The prospect of simplified method development for 1D and 2D-LC separations has long been sought for. Indeed, past CAST publications, but also those by many other groups, have investigated the classical approach used also extensively for 1D separations using empirical retention models. Meanwhile, machine-learning tools have emerged as an alternative across STEM fields. It is thus not surprising that its application has been of interest to several groups in the chromatographic community.
Together with dr. Patrick Forré from the Institute of Informatics at the University of Amsterdam, as well as researchers from the Van ‘t Hoff Institute for Molecular Sciences dr. Bernd Ensing (Computational Chemistry) and CAST member dr. Bob Pirok (Analytical Chemistry), PhD candidate Jim Boelrijk (Institute of Informatics) studied the feasibility of using Bayesian Optimization for the optimization of method development in 2D-LC separations.
For any machine learning tool to operate effectively within the context of method optimization, the use of a chromatographic response function or objective function is of paramount importance. Such functions quantify a particular quality descriptor that represent the performance of the separation method. Known examples in the field of 2D separations are peak capacity and orthogonality. However, maximised peak capacity or orthogonality does not necessarily translate into a high information yield. Resolution has also been investigated but its use is impaired by scaling issues. Consequently, the present study employed the concept of connected components (Figure 1).

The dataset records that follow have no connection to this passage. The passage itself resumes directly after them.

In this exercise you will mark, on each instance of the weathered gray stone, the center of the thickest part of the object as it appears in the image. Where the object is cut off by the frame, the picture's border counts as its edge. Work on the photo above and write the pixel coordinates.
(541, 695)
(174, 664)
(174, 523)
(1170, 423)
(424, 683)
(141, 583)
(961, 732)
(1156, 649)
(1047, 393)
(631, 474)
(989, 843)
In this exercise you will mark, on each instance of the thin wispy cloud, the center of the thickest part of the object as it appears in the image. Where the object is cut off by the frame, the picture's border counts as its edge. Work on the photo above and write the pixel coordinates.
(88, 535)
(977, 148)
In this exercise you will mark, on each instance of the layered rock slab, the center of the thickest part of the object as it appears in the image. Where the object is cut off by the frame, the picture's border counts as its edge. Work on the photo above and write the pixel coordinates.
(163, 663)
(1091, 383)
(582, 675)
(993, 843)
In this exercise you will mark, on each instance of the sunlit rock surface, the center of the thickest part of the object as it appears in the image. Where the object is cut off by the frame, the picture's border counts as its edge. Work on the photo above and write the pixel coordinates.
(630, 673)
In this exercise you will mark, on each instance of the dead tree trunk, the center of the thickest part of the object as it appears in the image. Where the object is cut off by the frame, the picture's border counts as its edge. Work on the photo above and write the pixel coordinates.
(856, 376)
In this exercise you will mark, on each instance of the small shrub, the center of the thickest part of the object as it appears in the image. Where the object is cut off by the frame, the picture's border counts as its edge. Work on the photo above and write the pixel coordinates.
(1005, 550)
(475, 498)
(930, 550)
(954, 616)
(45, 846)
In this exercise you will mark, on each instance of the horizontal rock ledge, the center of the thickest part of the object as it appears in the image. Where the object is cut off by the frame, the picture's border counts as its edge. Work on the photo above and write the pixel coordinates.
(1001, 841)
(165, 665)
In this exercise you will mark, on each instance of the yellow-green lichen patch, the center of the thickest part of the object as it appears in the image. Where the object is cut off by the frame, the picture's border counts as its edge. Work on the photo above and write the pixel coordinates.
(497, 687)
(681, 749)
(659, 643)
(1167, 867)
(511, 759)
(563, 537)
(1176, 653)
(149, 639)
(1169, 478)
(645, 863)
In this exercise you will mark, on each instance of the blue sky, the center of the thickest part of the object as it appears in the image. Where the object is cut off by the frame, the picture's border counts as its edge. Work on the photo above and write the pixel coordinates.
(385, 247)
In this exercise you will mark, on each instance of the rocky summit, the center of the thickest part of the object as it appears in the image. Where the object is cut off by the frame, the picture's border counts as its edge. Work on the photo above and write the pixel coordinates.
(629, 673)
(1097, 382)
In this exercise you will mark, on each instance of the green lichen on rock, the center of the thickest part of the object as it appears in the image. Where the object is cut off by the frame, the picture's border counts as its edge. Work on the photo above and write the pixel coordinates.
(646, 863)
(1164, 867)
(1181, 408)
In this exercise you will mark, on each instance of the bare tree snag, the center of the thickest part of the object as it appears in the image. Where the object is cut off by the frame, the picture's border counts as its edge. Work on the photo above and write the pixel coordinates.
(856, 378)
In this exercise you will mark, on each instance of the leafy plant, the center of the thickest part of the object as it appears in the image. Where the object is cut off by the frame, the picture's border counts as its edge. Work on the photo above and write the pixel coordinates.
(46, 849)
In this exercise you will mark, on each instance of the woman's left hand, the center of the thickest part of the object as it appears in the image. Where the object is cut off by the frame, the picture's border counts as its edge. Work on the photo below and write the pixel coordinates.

The simulated method development cycles yielded a larger number of separated peaks clusters (connected components) relative to the random and grid search algorithms (Figure 2).
The study by Boelrijk demonstrated that Bayesian optimization is a viable method for optimization of chromatographic experiments with many method parameters, and therefore also for direct experimental optimization of simple to moderate separation problems. This study was conducted under a simplified chromatographic reality (Gaussian peaks and equal concentration of analytes, generated compounds). Boelrijk thus remains interested to continue this research by working towards actual direct experimental optimization.